Ana había contado veintisiete días desde la última vez que pudo dormir más de cinco horas. No fue tanto que lo recordara como una manda o algo por el estilo, pero había descargado una aplicación para su celular inteligente que le ayudaba a restregárselo a diario. Algo estúpido en qué gastar su dinero virtual, como uno más de los nuevos adelantos tecnológicos a los que había decidido adentrarse, antes de tener que volver a ser asaltada en un teléfono público en pleno centro de la ciudad y en medio día: «chingas a tu madre».
Al siguiente día volvió a sonar la alerta que agregaba un día más de sueño perdido, mientras Ana devolvía una a una hasta el cajón las cartas que Miguel le había escrito todo un año y que, ante la enorme indiferencia de la chica, él nunca envió, hasta que un día las aventó por arriba del portón en un paquete que terminó rompiendo el rosal de su inconsolable madre, escribiendo en la superficie del paquete un Au revoir que Ana leyó con la sangre cuajada entre las piernas. Al igual que su falta de sueño, las palabras de Miguel se habían filtrado en la rutina de Ana como la lluvia de verano que llega e invade, ocupado el espacio sin pedir permiso o razón: omnipresentes en el sentido más estricto y cruel de la palabra.
Eran ya veintiocho, o más bien, se acababa el día veintiocho, ¿qué podría hacer? Además de haber descubierto que el vello de sus piernas crecía más rápido de lo que imaginaba, Ana sintió que el ruido de la sociedad que la abarcaba en el transporte público la mareaba más que el sonido del reggae, todo eso mientras encontraba las siluetas de distantes danzantes que penetraban su nublada vista estática que dirigía, cada vez más entrecerrada, como un cinescopio que envía la imagen a simple función. ¿Qué era lo que buscaba Miguel entremetiéndose en sus borrosas alucinaciones veraniegas? «Chingar».
Entre el horrible café del auto servicio de la mañana y los saludos hipócritas en la oficina al llegar y salir, Ana había vomitado al menos un par de veces. Sentía los pasos de Miguel bailando en su vientre, en su rostro, yendo y volviendo como para oscurecer más los moretones de la piel, que entre recuerdos vagos pensaba, era una de las fantasías más recurrentes del pobre chico, y que, como medida de reciprocidad Ana aceptaba. «¿Y por qué mierdas aceptaba eso?» se decía en la cabeza al son de un guapango en el viejo camión. «A la chingada. A la verga», retumbaban en su sienes casi llegando a saltar por la lengua, donde se detenían y que devolvían de nuevo al cuerpo de Ana base a un amargo trago de saliva y resignación.
Como de costumbre, había llegado por la leche y el pan que se supone comería en la mañana: mentira vil que cosechaba y terminaba adelantando para ese apetito de madrugada que le da a los desequilibrados (según ella misma se decía).
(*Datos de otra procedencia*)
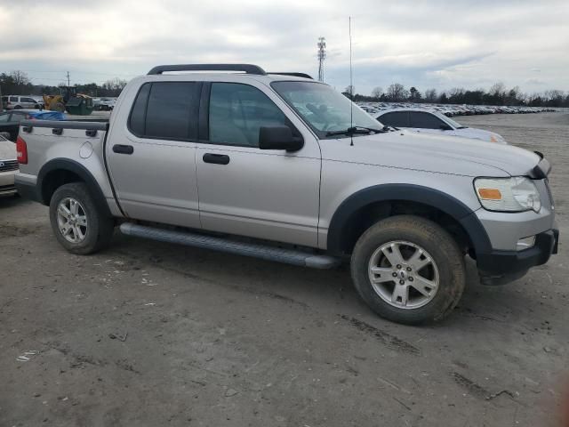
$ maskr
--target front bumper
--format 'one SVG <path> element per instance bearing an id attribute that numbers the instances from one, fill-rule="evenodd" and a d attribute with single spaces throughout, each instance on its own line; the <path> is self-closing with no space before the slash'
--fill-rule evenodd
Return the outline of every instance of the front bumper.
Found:
<path id="1" fill-rule="evenodd" d="M 557 253 L 559 230 L 551 229 L 535 236 L 533 246 L 523 251 L 492 251 L 477 254 L 477 264 L 485 285 L 501 285 L 524 276 L 537 265 L 545 264 Z"/>

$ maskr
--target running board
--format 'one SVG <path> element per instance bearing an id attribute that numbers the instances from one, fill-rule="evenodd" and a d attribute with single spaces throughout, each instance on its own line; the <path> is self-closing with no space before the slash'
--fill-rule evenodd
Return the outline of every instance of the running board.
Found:
<path id="1" fill-rule="evenodd" d="M 285 264 L 300 265 L 312 269 L 332 269 L 341 262 L 339 258 L 329 255 L 319 255 L 293 249 L 282 249 L 190 232 L 174 231 L 131 222 L 124 222 L 121 224 L 120 229 L 123 234 L 128 236 L 146 238 L 161 242 L 178 243 L 188 246 L 227 252 L 237 255 L 252 256 L 262 260 L 276 261 Z"/>

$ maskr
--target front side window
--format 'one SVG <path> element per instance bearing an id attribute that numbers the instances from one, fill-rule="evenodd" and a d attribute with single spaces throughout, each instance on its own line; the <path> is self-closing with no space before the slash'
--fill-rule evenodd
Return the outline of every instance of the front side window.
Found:
<path id="1" fill-rule="evenodd" d="M 312 128 L 320 139 L 352 126 L 378 128 L 365 111 L 327 85 L 317 82 L 273 82 L 271 86 Z"/>
<path id="2" fill-rule="evenodd" d="M 212 83 L 209 107 L 212 143 L 259 147 L 259 129 L 287 125 L 281 109 L 256 87 Z"/>
<path id="3" fill-rule="evenodd" d="M 196 140 L 199 92 L 195 82 L 144 84 L 132 105 L 129 129 L 141 138 Z"/>
<path id="4" fill-rule="evenodd" d="M 417 127 L 420 129 L 441 129 L 441 126 L 445 125 L 440 118 L 430 113 L 412 111 L 410 116 L 410 127 Z"/>

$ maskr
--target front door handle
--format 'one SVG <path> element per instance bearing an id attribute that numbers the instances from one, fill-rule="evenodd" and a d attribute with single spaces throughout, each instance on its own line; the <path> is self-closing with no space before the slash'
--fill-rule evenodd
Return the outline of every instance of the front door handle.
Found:
<path id="1" fill-rule="evenodd" d="M 204 163 L 214 163 L 215 165 L 229 164 L 229 157 L 225 154 L 205 153 L 203 158 Z"/>
<path id="2" fill-rule="evenodd" d="M 132 154 L 134 152 L 134 147 L 132 145 L 113 145 L 113 152 L 118 154 Z"/>

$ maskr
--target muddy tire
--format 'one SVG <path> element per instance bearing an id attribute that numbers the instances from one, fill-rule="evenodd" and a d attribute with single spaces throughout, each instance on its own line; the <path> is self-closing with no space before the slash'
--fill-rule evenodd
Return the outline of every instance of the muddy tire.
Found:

Al entrar a su hogar lo primero que notó fueron las lágrimas que caían de su rostro, que entre los siete pasos que da del porche a la entrada principal habían brotado como instrucción: un proceso que le recordaba su monótona adolescencia. «¿Y qué voy a hacer ésta noche, seguir leyéndolo? Nada absolutamente nada» dijo a si misma mientras observaba las llaves del auto que nunca usaba. «Pinche idiota». Ana era la única de su familia que no usaba coche, tenía tanta basura en su cabeza que no podía meter cambios, según su propia descripción, pero esa noche Ana lo encendió, dejando de lado la comida que había que dejarle al perro, el pan y la leche en el sillón de su sala y las cartas de Miguel de nuevo en la cama, aunque, de todas maneras, sus palabras destructivas siguieran enterrándose y retoñando en la majestuosidad de su ansiedad femenina. «Púdrete, Miguel».